I haven't seen your original comment but "It could work if they did it better" is in general a low value comment.

johnfn 2 months ago
You should go read it and see if you can tell me a way I could improve it. I felt I gave actionable advice, but I’m always happy to know if I could have said things better.
- jayd16 2 months ago
  
  Looking at the comment, I would argue that it's fairly vague. Maybe it's clear if you have done it but not clear to others type thing.
  Then you undercut the advice by adding "I've always wondered if <confident suggestion> would work", making it unclear how much of the advice is a shot in the dark and how much you've actually seen results from that advice.
  Claims like "you might even one shot it" also make it seem like simple hype and not the war story of someone who's actually taken the advice.
  But you know, people are down voting me for engaging with your question as well so I don't know. Maybe it's all bots these days :p
  
  1 reply →
- kcatskcolbdi 2 months ago
  
  You could improve it by simply doing the thing you describe and linking to it.

Aldipower 2 months ago

It is a task that could be _easily_ done manually in much shorter time without AI, probably by developers who even love to develop. The reaction on this shouldn't be misjudged as anti-AI. A lot of people, including me, just do not get it! For scientific purposes?

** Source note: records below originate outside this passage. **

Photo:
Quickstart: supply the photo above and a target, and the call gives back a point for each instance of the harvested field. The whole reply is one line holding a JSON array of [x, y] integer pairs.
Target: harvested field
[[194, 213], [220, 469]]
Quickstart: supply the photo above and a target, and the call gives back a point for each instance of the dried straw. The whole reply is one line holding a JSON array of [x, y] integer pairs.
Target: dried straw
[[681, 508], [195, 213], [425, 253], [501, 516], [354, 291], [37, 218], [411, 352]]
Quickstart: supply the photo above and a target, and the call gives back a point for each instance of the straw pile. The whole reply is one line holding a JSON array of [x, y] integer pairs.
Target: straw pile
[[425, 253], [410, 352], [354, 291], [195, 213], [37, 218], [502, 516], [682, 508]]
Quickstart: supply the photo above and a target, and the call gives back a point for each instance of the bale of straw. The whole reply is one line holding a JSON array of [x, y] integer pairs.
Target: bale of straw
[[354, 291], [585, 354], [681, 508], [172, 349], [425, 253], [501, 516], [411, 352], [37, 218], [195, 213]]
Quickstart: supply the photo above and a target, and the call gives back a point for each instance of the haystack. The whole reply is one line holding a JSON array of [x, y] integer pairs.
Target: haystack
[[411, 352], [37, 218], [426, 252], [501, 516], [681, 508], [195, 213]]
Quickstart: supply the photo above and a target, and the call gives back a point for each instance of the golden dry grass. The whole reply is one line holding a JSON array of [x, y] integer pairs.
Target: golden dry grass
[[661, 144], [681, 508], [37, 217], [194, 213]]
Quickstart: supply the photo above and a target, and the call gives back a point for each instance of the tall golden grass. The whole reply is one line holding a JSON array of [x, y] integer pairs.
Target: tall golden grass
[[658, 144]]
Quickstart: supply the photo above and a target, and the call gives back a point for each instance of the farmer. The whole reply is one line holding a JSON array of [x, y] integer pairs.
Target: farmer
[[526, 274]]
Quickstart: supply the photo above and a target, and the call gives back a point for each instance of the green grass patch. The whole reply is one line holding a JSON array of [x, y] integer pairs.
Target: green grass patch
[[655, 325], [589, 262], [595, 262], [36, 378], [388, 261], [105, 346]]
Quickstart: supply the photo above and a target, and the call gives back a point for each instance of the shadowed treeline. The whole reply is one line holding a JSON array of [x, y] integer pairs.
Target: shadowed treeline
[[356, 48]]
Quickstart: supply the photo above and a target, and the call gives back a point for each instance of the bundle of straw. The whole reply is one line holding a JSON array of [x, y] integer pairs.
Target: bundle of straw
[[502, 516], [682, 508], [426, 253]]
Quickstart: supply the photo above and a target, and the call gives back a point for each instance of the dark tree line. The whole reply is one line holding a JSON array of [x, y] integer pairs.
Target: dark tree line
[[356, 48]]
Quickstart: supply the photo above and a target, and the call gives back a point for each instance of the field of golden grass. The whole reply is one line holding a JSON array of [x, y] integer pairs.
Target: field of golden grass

Ok, fair enough. But what is the further meaning of this exercise?

johnfn 2 months ago
The point is that if we agree that this task is truly a one shot, as long as you agree it’s faster to prompt than code, then while you “easily” do this task in around an hour (or however long you say it will take you), I’ll prompt Claude in around 5 minutes, and get a few more things done while I let it run in the background. What am I missing from your argument?
- Aldipower 2 months ago
  
  Reading the blog post, prompting Claude setting up Playwright etc. takes at least one hour maybe more? Not seeing where your 5 minutes coming from.
  
  10 replies →
fluidcruft 2 months ago

For me it's more that I'm not a web developer and it would definitely take me way longer to research all the parts of doing this. I have booksmarts (at best) about basic CSS and have given up trying to keep up with javascript anything.
BearOso 2 months ago

It's seemingly an experiment to see how an LLM performs when the task is just outside of its milieu. The answer is not very well.